Melayani seluruh siswa yang sedang makan dan berjajan di sana. Suatu ketika, saat
jam istirahat dan makan, denias mengantarkan hidangan kepada siswa-siswa
tersebut. Denias dalam menjalankan tugasnya kembali mendapat perlakuan yang
kurang baik dari Noel. Denias dijatuhkan oleh Noel, denias tidak menghiraukannya,
tapi Noel malah mengajaknya berkelahi. Denias maunya dipukul oleh Noel, tapi kali
ini ia sedikit membela diri. Piring yang masih ada di genggaman tangannya, ia
jadikan alat untuk menangkis pukulan Noel. Tangan Noel pun patah dan berdarah
sebab menghantam piring. Denias merasa bersalah. Dalam hatinya, terbersit rasa
salah yang begitu besar. Ia beranggapan bahwa telah melanggar nasehat Bu Sam.

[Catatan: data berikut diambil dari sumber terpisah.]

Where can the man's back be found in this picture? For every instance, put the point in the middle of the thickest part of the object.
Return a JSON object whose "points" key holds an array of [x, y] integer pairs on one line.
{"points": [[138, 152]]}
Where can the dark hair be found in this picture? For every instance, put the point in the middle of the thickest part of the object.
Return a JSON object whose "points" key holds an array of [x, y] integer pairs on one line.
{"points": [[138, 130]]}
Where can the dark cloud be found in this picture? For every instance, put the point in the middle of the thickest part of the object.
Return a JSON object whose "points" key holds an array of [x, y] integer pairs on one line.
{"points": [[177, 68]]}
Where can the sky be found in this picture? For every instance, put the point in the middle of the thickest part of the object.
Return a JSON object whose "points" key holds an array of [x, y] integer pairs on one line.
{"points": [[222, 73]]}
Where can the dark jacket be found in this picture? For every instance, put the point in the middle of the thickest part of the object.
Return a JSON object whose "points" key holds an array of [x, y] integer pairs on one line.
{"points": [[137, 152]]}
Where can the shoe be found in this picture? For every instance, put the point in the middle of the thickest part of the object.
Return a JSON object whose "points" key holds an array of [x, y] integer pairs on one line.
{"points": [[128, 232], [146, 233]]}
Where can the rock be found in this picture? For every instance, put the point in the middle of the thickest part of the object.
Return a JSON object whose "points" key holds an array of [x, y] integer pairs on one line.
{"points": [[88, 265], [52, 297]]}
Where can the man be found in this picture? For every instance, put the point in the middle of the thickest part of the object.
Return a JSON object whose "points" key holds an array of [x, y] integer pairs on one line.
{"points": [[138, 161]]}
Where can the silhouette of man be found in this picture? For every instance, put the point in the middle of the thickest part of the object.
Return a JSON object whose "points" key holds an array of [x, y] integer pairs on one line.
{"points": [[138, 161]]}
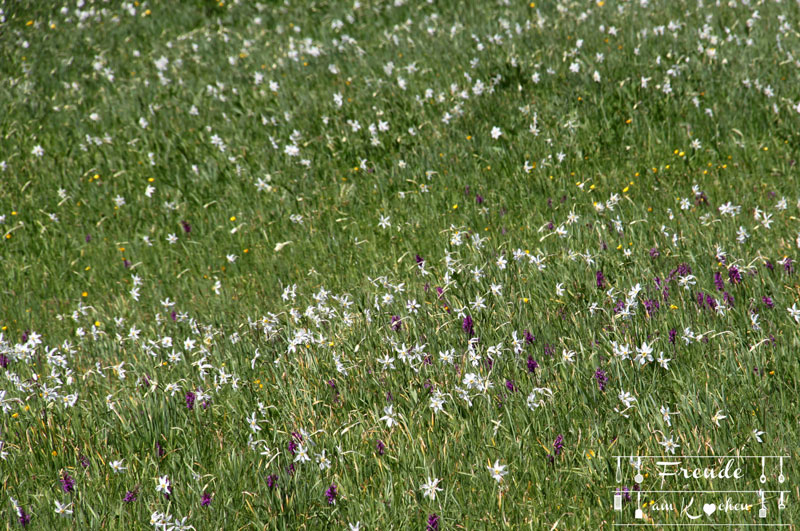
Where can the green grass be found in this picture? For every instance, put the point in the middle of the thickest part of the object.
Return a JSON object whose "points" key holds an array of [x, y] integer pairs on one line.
{"points": [[79, 84]]}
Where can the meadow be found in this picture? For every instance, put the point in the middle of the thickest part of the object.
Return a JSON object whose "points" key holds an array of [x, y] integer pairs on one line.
{"points": [[397, 264]]}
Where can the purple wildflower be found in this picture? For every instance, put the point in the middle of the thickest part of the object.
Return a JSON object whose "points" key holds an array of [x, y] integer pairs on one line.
{"points": [[331, 494], [559, 444], [734, 277], [131, 495], [600, 279], [190, 398], [24, 518], [468, 326], [206, 500], [396, 323], [601, 377], [67, 483]]}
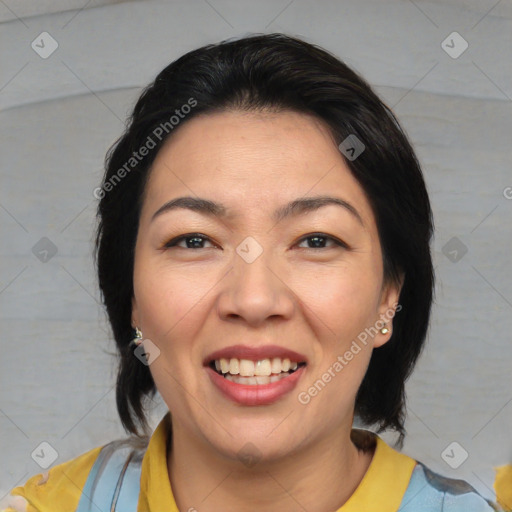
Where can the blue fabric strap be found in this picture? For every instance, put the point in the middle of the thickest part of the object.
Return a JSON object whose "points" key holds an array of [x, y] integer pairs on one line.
{"points": [[429, 491], [113, 484]]}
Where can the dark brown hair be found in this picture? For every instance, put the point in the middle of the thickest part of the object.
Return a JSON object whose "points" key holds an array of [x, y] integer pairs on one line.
{"points": [[275, 72]]}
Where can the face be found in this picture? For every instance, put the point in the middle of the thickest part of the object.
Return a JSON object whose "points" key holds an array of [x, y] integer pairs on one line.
{"points": [[252, 283]]}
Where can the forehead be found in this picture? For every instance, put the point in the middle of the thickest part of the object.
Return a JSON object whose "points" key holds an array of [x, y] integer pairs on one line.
{"points": [[249, 160]]}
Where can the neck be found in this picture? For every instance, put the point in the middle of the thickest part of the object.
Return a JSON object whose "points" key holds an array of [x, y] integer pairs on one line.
{"points": [[206, 481]]}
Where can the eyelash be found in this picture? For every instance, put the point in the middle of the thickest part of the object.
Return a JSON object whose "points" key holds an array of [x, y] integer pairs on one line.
{"points": [[172, 243]]}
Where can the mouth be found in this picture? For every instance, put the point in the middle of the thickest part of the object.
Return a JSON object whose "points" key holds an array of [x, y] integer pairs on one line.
{"points": [[249, 375], [255, 373]]}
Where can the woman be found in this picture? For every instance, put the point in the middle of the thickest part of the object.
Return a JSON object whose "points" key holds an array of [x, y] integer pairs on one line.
{"points": [[263, 255]]}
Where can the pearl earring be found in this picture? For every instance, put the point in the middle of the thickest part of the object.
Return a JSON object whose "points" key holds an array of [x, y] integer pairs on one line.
{"points": [[138, 337]]}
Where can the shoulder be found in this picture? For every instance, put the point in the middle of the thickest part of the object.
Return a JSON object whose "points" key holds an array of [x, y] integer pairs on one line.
{"points": [[60, 488], [55, 490], [431, 492]]}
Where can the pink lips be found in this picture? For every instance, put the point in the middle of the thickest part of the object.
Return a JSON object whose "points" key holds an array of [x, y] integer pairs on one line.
{"points": [[259, 394], [255, 395], [255, 353]]}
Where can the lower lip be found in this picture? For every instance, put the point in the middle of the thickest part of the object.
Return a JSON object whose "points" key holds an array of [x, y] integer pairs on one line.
{"points": [[264, 394]]}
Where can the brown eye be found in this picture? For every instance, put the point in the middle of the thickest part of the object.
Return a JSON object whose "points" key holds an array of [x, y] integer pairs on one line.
{"points": [[319, 240], [192, 241]]}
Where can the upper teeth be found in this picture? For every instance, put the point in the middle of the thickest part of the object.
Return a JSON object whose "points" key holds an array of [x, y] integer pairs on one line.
{"points": [[248, 368]]}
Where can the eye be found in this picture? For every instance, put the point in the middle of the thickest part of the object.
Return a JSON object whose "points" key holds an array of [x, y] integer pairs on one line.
{"points": [[320, 239], [192, 241]]}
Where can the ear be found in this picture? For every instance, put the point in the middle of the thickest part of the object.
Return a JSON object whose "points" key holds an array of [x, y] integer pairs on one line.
{"points": [[135, 313], [387, 309]]}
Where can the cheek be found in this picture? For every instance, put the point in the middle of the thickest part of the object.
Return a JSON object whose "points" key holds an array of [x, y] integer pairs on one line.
{"points": [[167, 298], [344, 299]]}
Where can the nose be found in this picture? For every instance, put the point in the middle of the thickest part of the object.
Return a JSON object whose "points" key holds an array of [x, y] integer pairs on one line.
{"points": [[256, 291]]}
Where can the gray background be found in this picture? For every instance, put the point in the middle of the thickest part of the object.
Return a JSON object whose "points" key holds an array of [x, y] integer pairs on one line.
{"points": [[60, 114]]}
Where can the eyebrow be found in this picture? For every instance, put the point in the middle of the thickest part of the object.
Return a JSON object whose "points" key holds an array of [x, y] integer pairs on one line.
{"points": [[293, 208]]}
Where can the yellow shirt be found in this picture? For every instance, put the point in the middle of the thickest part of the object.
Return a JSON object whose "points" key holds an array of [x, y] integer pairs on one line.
{"points": [[385, 481]]}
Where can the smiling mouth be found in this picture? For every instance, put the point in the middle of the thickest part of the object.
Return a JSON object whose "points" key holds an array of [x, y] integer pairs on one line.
{"points": [[255, 373]]}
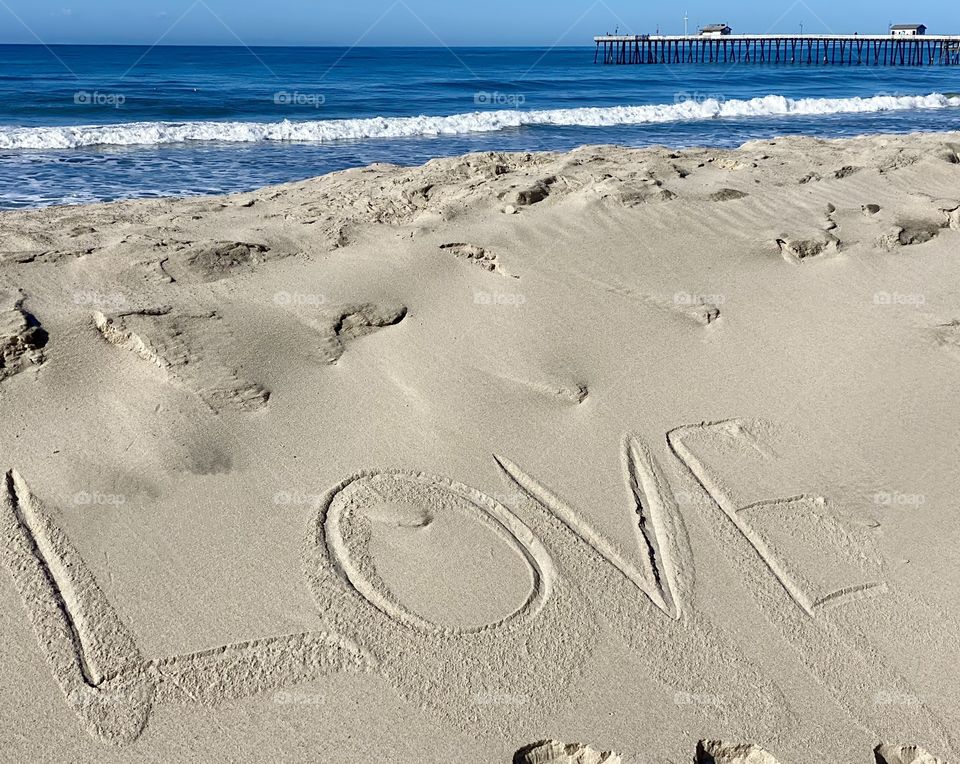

Dan ia pasti tidak akan diterima bersekolah di tempat itu. ia kemudian berlari
kencang keluar. Entah kemana ia pergi. Sungguh jauh ia berlari. Bu Sam mencarinya
kesana-kemari, namun tidak kunjung menemukannya. Denias pada saat itu
berencana untuk kembali ke kampung halamannya. Ia putus asa. Ia merasa bahwa
impian dan cita-citanya untuk bersekolah kini telah pupus oleh satu kesalahan yang
dilakukannya, yaitu dengan melukai Noel. Denias adalah anak yang berbudi baik. Ia
tidak lupa dengan orang yang menolongnya. Dalam kepedihan hati dan
keputusasaannya, ia masih menyempatkan diri berpamitan kepada Bu Sam. Ia
berpamit untuk pulang ke kampung halamannya. Saat itulah, Denias mendapat
kabar gembira dari Bu Sam, bahwa ia diterima bersekolah di tempat itu. Hati Denias
berbunga-bunga. Impian dan cita-citanya kini tercapai juga. Ia pun mengurungkan
niatnya untuk pulang ke kampung halamannya. Ia bersekolah dan mulai mengukir
masa depannya. Denias menari di atas awan.